Texto extraído del libro de Iván Illich “La convivencialidad”
Ocotepec, 1978.
1. La medicina
A semejanza de lo que hizo la Reforma al arrancar el monopolio de la escritura a los clérigos, podemos nosotros arrancar el enfermo a los médicos. No es necesario ser muy sabio para aplicar los descubrimientos fundamentales de la medicina moderna, reconocer y atender la mayoría de los males curables, para aliviar el sufrimiento del otro y acompañarle cuando se aproxima la muerte. Nos es difícil creerlo, porque, complicado a sabiendas, el ritual médico nos encubre la simplicidad de los actos. Conozco una niña norteamericana de diecisiete años que fue procesada por haber atendido la sífilis primaria de 130 camaradas de escuela. Un detalle de orden técnico, señalado por un experto, le valió el indulto: los resultados obtenidos fueron, estadísticamente, mejores que los del Servicio de Salud.
Seis semanas después del tratamiento ella logró exámenes de control satisfactorios de todos sus pacientes, sin excepción. Se trata de saber si el progreso debe significar independencia progresiva o progresiva dependencia.

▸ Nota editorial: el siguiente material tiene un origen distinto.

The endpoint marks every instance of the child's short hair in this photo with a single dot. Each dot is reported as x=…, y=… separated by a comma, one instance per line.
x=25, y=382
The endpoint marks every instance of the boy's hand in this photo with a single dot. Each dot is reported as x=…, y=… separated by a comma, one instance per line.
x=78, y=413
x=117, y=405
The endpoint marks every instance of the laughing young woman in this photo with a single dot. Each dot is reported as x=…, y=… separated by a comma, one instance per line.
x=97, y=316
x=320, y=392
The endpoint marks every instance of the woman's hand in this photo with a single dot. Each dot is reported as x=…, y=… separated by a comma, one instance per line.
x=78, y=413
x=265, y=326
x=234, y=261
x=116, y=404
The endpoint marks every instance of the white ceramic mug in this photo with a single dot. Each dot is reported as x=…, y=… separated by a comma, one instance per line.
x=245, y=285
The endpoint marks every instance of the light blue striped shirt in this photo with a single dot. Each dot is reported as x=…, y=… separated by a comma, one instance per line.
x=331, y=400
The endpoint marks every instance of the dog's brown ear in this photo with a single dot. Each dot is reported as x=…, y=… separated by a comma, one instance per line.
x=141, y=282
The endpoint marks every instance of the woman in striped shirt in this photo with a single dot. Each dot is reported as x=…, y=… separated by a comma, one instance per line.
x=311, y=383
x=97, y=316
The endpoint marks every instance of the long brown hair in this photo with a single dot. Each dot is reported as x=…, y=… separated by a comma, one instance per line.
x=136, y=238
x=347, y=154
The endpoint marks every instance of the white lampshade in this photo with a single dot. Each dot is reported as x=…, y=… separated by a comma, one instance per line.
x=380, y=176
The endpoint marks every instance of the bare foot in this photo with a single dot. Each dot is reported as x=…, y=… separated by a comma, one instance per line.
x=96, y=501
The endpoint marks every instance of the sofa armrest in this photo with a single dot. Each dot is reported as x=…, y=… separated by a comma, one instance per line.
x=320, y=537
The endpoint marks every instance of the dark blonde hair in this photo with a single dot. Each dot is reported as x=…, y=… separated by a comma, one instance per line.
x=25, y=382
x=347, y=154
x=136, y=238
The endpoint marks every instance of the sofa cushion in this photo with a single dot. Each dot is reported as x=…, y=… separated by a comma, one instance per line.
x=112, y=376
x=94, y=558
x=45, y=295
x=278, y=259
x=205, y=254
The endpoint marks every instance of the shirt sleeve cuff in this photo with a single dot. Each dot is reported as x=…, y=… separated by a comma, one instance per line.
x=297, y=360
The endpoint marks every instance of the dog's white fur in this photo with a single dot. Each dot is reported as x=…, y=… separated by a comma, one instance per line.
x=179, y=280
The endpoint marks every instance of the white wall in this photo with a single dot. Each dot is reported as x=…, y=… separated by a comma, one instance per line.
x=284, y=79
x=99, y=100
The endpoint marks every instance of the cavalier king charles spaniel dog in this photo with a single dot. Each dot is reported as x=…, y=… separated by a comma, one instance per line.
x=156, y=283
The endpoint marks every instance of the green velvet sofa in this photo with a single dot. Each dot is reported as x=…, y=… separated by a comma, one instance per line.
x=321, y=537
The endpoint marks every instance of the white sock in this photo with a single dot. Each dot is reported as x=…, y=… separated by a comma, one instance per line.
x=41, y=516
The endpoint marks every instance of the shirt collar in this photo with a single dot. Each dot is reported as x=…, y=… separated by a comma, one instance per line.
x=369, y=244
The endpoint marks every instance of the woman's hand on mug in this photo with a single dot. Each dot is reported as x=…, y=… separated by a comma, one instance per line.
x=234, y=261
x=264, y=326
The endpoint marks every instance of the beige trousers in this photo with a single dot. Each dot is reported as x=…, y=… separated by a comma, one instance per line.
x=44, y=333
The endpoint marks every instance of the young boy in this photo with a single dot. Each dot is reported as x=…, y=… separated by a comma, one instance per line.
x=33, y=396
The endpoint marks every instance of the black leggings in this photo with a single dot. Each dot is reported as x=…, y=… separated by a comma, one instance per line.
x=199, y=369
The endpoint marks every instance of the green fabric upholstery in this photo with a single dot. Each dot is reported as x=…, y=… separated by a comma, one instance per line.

La posibilidad de confiar la atención médica a no especializados va en contra de nuestra concepción del mayor bienestar, debido a la organización establecida por la medicina. Concebida como una empresa industrial, está en manos de productores (médicos, hospitales, laboratorios, farmacéuticos) que estimulan la difusión de procedimientos avanzados, costosos y complicados, reduciendo así al enfermo y a sus cercanos al estatus de clientes dóciles. Organizada como sistema de distribución social de beneficencia, la medicina incita a la población a luchar por unos siempre crecientes cuidados dispensados por profesionales en materia de higiene, de anestesia o de asistencia a los moribundos. Antaño el deseo de justicia distributiva se basaba en la confianza en la autonomía. Actualmente, congelada en el monopolio de una jerarquía monolítica, la medicina protege sus fronteras impulsando la formación de una valla de para-profesionales a cuyos subtratamientos se somete al enfermo, que antes los recibía de sus allegados. Con esto la organización médica protege su monopolio ortodoxo contra la competencia desleal de toda curación obtenida por medios heterodoxos. En realidad, cualquiera puede cuidar de su prójimo y en este campo no todo es necesariamente materia de enseñanza. En una sociedad en que cualquiera podría y debería cuidar de su prójimo, simplemente unos serían más expertos que otros. En una sociedad en que se naciera y muriera en casa, o en que el lisiado y el idiota no fueran desterrados de la plaza pública, en que se supiera distinguir la vocación médica de la profesión de plomero, se encontrarían personas para ayudar a los demás a vivir, a sufrir y a morir.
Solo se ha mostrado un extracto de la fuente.